Hamburger was a frequent guest on the Internet talk show Tom Green's House Tonight (2006–2013). In 2006, Hamburger started doing his own show called Poolside Chats with Neil Hamburger on The Channel at Tomgreen.com. Guests on his show have included Tim and Eric, Kyle Gass of Tenacious D, Buzz Osborne of the Melvins, and Bonnie "Prince" Billy.

In 2006, Hamburger had a cameo appearance in the film Tenacious D in the Pick of Destiny. Over the next year, he opened for Tenacious D during their Pick of Destiny tour. His performances incited mostly negative reactions, including booing and heckling in Ireland and England. His performance at Madison Square Garden was referred to by Sia Michel of The New York Times as likely "the greatest night of his career."

In 2008, Drag City released an album of country and western originals and covers recorded by Hamburger. During the sessions, Hamburger was backed by musicians including Prairie Prince of The Tubes and Todd Rundgren's band, David Gleason, Atom Ellis of Dieselhed and the New Cars, and Rachel Haden from That Dog.
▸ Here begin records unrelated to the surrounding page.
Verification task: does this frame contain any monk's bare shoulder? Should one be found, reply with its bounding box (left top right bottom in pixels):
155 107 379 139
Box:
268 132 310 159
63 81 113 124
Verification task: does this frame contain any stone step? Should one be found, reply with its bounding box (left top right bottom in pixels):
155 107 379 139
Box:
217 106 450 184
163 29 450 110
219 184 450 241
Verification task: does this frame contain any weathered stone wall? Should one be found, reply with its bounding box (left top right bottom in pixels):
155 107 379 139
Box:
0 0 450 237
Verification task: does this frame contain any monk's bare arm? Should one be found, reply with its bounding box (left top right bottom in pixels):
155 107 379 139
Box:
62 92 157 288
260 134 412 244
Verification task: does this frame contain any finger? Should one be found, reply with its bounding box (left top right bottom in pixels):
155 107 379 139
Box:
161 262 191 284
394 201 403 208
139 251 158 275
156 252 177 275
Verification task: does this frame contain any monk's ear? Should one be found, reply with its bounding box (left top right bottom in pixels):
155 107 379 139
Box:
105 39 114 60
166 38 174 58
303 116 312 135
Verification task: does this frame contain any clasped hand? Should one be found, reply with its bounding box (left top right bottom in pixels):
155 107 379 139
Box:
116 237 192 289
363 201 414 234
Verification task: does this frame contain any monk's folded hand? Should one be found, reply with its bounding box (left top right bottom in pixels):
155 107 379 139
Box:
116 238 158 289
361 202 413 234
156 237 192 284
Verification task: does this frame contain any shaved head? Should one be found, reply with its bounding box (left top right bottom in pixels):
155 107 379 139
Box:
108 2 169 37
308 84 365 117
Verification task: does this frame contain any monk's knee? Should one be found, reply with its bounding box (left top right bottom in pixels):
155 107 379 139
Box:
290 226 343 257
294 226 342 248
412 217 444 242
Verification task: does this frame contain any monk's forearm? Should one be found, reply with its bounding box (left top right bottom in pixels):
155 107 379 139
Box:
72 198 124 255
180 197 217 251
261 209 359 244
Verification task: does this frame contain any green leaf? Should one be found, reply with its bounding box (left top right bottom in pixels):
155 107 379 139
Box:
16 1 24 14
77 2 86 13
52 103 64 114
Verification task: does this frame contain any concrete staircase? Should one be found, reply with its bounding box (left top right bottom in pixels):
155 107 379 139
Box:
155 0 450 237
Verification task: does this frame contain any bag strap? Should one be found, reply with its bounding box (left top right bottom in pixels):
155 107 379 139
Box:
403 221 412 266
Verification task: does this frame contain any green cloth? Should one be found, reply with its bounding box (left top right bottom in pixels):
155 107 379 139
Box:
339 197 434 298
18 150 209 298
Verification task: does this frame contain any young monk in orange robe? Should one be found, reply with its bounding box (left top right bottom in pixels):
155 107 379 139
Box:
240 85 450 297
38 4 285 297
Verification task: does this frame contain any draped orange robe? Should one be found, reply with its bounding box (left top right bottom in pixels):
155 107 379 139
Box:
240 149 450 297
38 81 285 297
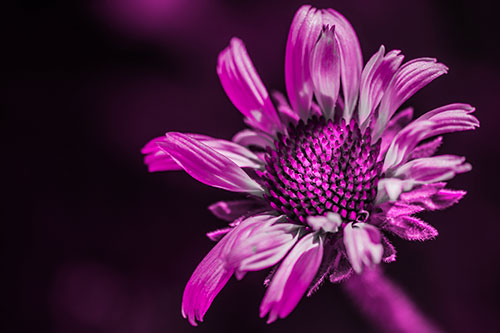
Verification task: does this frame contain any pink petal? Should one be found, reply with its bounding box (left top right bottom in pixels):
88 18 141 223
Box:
379 107 413 159
182 229 236 326
285 5 322 120
311 26 340 119
373 58 448 140
399 183 466 210
207 228 232 242
226 216 299 274
383 103 479 171
307 212 342 233
208 200 264 222
182 216 266 326
410 136 443 159
370 200 424 224
232 129 273 148
158 132 263 195
142 133 263 172
358 45 404 124
382 216 438 241
141 136 182 172
272 91 300 125
344 222 384 274
330 251 353 283
307 237 341 297
382 236 396 263
217 38 282 134
375 178 415 205
260 233 323 323
393 155 472 184
322 9 363 120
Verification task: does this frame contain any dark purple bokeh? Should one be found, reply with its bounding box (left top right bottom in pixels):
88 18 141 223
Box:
7 0 500 333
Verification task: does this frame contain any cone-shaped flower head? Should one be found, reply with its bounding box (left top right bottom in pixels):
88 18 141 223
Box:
143 2 479 325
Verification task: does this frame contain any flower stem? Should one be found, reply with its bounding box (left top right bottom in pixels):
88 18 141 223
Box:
343 269 441 333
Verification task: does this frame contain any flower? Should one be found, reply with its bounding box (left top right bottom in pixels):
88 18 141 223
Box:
143 6 479 325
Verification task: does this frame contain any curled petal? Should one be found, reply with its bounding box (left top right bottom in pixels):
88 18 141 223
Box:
375 178 415 204
358 45 404 124
158 132 263 195
311 26 340 119
208 200 263 222
410 136 443 159
330 251 353 283
142 133 262 172
399 183 466 210
285 5 322 120
379 107 413 159
382 235 396 263
272 91 300 125
307 212 342 232
260 233 323 323
182 215 270 326
207 228 232 242
226 216 299 277
307 237 341 297
217 38 282 134
182 229 236 326
373 58 448 140
383 103 479 171
382 216 438 241
141 136 182 172
393 155 472 184
322 9 363 121
370 200 424 225
344 222 384 274
233 129 273 149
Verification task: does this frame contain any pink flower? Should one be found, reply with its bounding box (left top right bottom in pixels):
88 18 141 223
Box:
143 6 479 325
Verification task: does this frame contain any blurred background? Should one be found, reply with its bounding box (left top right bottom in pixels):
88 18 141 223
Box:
1 0 500 333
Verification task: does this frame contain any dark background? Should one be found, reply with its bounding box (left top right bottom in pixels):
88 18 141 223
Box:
1 0 500 333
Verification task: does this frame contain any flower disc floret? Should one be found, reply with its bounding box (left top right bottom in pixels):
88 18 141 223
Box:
259 117 382 223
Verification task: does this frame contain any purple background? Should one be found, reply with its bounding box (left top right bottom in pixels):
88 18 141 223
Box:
7 0 500 333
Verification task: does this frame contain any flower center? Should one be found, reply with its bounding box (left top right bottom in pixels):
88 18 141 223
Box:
259 117 382 224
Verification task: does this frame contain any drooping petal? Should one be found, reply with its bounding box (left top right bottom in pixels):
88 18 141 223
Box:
383 103 479 171
182 229 236 326
322 8 363 121
373 58 448 140
158 132 263 195
378 107 413 160
330 251 353 283
370 200 425 225
285 5 322 120
393 155 472 184
410 136 443 160
399 183 466 210
141 136 182 172
358 45 404 124
226 216 300 277
382 235 397 263
207 228 232 242
375 178 415 205
142 133 262 172
310 26 340 119
306 237 342 297
260 233 323 323
307 212 342 232
217 38 282 134
233 129 273 149
272 91 300 125
382 216 438 241
208 200 264 222
182 215 269 326
344 222 384 274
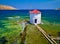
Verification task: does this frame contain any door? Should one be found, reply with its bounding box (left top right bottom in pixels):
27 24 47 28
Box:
35 19 37 23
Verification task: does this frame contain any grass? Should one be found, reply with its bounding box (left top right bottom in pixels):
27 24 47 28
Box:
26 25 49 44
39 23 60 37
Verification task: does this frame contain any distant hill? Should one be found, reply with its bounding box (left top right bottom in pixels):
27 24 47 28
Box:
0 5 16 10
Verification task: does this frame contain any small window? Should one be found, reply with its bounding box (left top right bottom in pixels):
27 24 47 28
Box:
35 19 37 23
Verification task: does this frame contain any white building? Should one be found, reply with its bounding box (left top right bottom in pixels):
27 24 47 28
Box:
29 10 41 24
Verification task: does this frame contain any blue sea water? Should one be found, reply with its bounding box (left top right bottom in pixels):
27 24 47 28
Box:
0 10 60 23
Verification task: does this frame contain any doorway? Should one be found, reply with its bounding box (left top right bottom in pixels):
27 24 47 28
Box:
35 19 37 23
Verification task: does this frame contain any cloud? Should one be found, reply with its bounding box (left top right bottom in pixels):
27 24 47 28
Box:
0 5 16 10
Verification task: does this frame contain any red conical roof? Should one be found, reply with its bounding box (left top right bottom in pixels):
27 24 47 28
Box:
30 10 40 14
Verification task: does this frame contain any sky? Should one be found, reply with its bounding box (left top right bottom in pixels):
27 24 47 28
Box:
0 0 60 9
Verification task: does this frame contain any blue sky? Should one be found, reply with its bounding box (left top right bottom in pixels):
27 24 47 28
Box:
0 0 60 9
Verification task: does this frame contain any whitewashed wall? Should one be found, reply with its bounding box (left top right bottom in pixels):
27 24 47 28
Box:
30 13 41 24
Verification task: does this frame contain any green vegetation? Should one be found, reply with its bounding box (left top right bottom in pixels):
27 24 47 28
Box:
39 23 60 37
26 24 49 44
0 16 22 44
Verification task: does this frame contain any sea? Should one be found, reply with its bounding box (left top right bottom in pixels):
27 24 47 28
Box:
0 10 60 23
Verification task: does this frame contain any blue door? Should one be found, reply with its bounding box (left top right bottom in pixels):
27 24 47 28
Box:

In December 2010, Special Entertainment released an iPhone App called Shaky Advice from Neil Hamburger that functions much like a Magic 8 Ball, with 30 video clips of Hamburger giving comical advice.

In 2011, Hamburger was attacked onstage by a woman in Calgary who was mad about his act.

In 2015, the Neil Hamburger act was dramatized for the Rick Alverson film Entertainment. In it, the character is shown repeatedly on- and offstage, as well as the life of a fictional portrayal of the man behind the act separate from the real Gregg Turkington. The film's script was written by Turkington, Alverson, and comedian Tim Heidecker, although the dialogue was improvised.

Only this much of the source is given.